コレイルは最近5年間、公益サービスに2兆797億ウォン(約1821億円)を投じたが、政府の補填額は1兆6276億ウォン(78.7%・1425億円)にとどまった。補填不足額は4521億ウォン(396億円)だった。コレイルは高齢者、障害者、国家有功者(貢献者)対する運賃減免、住民の便宜のための僻地赤字路線の維持、大統領専用列車運行などの公益サービスを実施している。国土部関係者は「高齢者や障害者を偽って不正乗車する人々の費用まで政府が支援することはできない。正確に測定することはできないが、ある程度考慮して補填している」と話した。だが、数値で計れない不正乗車分を反映するのは「力の優位を根拠とした政府の恣意的定規の適用」という批判を免れない。
問題は両公共機関が揃って負債が深刻な点にある。昨年基準で、道路公社は負債が27兆ウォン(約2兆4000億円)、コレイルは13兆5千億ウォン(1兆2000億円)。政府が補填しなかった公益サービス費用は、両機関の財政を一層悪化させている。さらに政府は、数年前から公共機関に対して負債圧縮を強く圧迫している。負債負担が大きくなれば、公共機関は料金値上げを選択せざるをえない。実際、道路公社は昨年末に高速道路の通行料を4.7%引き上げた。コレイルも2014年8月から平日料金割引と高速鉄道(KTX)逆方向割引を廃止し、実質的な料金値上げを行った。
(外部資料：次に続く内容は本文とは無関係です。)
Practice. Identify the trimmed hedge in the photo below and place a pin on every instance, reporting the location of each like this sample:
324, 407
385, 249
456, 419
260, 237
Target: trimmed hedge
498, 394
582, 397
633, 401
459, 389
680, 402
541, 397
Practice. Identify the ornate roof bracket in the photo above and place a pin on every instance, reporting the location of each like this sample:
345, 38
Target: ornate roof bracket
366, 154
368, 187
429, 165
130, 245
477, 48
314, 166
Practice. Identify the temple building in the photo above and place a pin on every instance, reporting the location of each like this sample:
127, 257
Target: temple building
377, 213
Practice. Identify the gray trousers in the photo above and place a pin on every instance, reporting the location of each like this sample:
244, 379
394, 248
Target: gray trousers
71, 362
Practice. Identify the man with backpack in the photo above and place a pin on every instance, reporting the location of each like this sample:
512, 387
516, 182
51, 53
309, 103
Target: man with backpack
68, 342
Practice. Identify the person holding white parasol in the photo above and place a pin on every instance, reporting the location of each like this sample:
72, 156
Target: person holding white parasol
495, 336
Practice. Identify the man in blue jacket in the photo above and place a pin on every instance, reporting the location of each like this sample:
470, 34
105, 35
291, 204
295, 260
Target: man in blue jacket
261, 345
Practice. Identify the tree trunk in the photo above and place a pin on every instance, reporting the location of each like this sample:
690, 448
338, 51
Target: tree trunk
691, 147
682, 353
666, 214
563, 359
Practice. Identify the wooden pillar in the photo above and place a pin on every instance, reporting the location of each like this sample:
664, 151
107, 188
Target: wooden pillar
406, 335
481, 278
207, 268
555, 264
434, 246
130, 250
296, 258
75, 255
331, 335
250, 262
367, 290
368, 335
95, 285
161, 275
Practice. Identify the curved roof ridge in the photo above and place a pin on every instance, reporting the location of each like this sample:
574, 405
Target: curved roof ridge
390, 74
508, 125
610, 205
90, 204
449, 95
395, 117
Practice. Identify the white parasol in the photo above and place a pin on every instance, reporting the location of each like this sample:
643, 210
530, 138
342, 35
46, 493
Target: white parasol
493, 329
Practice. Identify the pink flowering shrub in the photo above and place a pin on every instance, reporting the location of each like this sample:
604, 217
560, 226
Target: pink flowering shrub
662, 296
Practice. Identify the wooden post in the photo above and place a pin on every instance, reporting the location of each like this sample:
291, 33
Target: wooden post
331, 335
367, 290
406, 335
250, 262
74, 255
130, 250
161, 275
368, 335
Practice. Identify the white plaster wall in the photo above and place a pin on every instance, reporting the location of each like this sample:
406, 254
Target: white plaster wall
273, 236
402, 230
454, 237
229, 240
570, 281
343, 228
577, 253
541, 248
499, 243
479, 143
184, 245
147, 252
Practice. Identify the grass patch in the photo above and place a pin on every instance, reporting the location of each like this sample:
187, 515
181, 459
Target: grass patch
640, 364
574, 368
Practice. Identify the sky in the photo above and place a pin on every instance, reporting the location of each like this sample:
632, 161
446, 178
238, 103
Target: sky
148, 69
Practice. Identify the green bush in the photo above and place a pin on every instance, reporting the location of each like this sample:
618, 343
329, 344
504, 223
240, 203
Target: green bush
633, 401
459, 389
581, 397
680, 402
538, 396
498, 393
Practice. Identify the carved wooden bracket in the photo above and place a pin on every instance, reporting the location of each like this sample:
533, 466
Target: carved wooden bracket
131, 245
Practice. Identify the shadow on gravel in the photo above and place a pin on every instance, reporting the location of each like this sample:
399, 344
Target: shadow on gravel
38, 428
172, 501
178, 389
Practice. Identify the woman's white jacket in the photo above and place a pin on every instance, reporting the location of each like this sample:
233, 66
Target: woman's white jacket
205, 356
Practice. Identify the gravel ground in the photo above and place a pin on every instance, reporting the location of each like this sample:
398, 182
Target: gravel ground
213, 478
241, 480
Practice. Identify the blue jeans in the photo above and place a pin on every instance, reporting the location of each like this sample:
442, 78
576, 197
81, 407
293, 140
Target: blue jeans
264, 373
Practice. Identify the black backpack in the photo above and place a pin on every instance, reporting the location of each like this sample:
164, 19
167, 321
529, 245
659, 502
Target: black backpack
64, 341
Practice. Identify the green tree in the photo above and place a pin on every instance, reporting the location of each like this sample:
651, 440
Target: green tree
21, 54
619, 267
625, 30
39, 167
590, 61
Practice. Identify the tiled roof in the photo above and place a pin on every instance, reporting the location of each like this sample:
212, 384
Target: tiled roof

また、鎮海線(昌原~鎮海)が昨年2月に廃止され、一部の僻地路線では運行本数が減るなど公共性が毀損されている。
チョン・ヒョンヒ議員は「政府が公益サービスの費用を正しく補填しないのは、恩着せがましく経済的弱者の支援を言っておきながら義務は怠る行為」として「経営状況が困難になれば、公共機関は料金値上げを考えざるをえず、結局は政府の怠慢が庶民の負担を増大させる結果につながる」と批判した。